They absolutely have a risk, especially with cities built on an industry but consider a city like Pittsburgh that has bounced back from the industrial hurt. Obviously Camden, Detroit, and others are not as well off but those were entire cities built on singular industries. The Bay Area or NYC aren't going to total collapse in the same way.

Well, the Bay Area does have a strong industrial concentration in the tech industry. You can imagine Chinese tech doing to Silicon Valley what Japanese autos did to Detroit. You can also imagine climate change or another great earthquake wreaking havoc. It is also possible that cultural and / or technological may make city living less attractive than it is now. We have gone through such cycles in the past.

I'm not saying I think the values will go to zero, but when you have single-family homes selling for 10X the price of a similar home in a mid-sized city, there is significant downside risk even without total collapse.
 

Joni

Member
Oct 27, 2017
19,508
The premise is that the renter would take the money they are saving upfront and invest that in some historically higher-performing asset class, like stocks.
Which would end up in one of two categories: untouchable because it is something with a specific duration, or decimated by the same thing that would tank the house market. In 2008, housing collapsed mainly in the US, the investment market tanked globally.
 
Nov 14, 2017
4,928
The premise is that the renter would take the money they are saving upfront and invest that in some historically higher-performing asset class, like stocks.



Well, the Bay Area does have a strong industrial concentration in the tech industry. You can imagine Chinese tech doing to Silicon Valley what Japanese autos did to Detroit. You can also imagine climate change or another great earthquake wreaking havoc. It is also possible that cultural and / or technological may make city living less attractive than it is now. We have gone through such cycles in the past.

I'm not saying I think the values will go to zero, but when you have single-family homes selling for 10X the price of a similar home in a mid-sized city, there is significant downside risk even without total collapse.
OK, so what investment class do you recommend that after 30 years will all of a sudden start paying all your rent and will continue to do so for the rest of your life? That's what home ownership gets you.
 

SchuckyDucky

Avenger
Nov 5, 2017
3,944
This is far from true in a lot of different situations and markets. One is not universally better than the other.
 

Shadybiz

Member
Oct 27, 2017
10,164
Depends on where you are, how long you plan on staying, and other things.
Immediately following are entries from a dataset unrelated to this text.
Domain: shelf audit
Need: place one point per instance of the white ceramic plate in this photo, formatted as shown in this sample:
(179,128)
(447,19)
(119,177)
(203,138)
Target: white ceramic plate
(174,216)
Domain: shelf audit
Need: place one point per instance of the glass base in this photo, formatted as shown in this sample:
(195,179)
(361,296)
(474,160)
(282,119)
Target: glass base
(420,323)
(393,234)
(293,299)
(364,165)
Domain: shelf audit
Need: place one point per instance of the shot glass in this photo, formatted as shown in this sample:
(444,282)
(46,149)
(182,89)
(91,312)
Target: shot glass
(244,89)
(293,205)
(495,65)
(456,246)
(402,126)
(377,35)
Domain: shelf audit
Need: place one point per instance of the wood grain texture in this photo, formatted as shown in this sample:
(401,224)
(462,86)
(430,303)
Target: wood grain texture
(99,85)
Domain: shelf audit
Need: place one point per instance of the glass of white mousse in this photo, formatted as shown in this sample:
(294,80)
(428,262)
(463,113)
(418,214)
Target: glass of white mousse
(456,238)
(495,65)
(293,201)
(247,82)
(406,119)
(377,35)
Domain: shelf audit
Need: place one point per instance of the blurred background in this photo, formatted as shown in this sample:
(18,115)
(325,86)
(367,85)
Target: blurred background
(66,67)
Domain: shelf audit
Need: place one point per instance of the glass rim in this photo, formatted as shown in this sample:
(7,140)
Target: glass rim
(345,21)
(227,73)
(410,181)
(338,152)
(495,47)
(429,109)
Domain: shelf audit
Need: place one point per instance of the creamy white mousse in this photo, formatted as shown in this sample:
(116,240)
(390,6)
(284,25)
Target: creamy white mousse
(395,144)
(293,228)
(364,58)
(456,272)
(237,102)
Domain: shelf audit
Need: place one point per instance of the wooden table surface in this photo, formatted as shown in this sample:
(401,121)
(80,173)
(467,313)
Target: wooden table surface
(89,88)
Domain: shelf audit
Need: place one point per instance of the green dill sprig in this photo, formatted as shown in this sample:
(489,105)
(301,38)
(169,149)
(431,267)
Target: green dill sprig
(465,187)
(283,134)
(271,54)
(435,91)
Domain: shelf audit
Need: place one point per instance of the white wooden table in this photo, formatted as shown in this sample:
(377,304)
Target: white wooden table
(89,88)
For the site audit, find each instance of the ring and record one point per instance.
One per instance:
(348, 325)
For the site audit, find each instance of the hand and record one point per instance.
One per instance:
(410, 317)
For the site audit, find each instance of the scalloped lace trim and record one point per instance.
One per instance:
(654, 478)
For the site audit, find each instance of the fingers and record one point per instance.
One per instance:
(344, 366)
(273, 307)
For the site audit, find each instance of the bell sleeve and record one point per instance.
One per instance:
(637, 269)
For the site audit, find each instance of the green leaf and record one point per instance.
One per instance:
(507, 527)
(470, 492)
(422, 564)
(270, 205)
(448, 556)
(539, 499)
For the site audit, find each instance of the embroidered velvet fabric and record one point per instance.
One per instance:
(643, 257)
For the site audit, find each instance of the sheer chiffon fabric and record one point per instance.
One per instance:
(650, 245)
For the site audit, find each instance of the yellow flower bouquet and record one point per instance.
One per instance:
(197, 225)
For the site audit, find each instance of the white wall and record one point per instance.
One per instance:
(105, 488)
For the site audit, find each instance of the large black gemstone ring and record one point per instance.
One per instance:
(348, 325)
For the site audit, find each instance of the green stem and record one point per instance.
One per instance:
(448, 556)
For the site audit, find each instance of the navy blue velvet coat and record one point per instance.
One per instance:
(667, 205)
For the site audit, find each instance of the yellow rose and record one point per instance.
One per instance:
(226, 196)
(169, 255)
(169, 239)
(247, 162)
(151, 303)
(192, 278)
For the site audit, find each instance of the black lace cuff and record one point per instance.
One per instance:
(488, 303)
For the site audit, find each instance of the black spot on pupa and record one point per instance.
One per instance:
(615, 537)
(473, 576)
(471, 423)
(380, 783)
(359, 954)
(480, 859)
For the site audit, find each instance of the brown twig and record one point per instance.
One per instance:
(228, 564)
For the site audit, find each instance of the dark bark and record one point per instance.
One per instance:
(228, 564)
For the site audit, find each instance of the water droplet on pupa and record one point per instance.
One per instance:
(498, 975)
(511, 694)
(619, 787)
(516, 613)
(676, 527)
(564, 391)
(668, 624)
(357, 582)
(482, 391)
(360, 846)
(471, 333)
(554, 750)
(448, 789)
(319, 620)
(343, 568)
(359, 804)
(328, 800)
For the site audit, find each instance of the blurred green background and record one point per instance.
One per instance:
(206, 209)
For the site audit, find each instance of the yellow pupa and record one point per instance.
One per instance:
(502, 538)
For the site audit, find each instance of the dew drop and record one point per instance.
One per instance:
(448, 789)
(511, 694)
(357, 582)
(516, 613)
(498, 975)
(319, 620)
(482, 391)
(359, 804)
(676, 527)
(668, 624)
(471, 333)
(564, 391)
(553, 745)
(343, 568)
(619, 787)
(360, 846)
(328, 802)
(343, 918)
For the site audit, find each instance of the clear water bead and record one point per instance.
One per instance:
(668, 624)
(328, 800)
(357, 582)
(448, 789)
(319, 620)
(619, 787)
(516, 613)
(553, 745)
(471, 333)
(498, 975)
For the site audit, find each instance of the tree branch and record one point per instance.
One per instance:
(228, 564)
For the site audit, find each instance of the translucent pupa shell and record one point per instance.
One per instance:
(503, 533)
My wife and I used to rent the house we're in now, but we ended up just buying it. Our mortgage is slightly cheaper than the rent was. But, you do have to factor in the fact that we'll have to pay for any repairs ourselves. At the same time though, we plan on being here until retirement, and we have been paying extra towards principal. So probably in around 10-12 years, we will only have to pay property taxes and insurance to live here; that is when it starts to be a lot better financially.
 

Deleted member 22750

Oct 28, 2017
13,267
Retirement would be a major plus.

It would suck to be working at 70 because you thought renting was better.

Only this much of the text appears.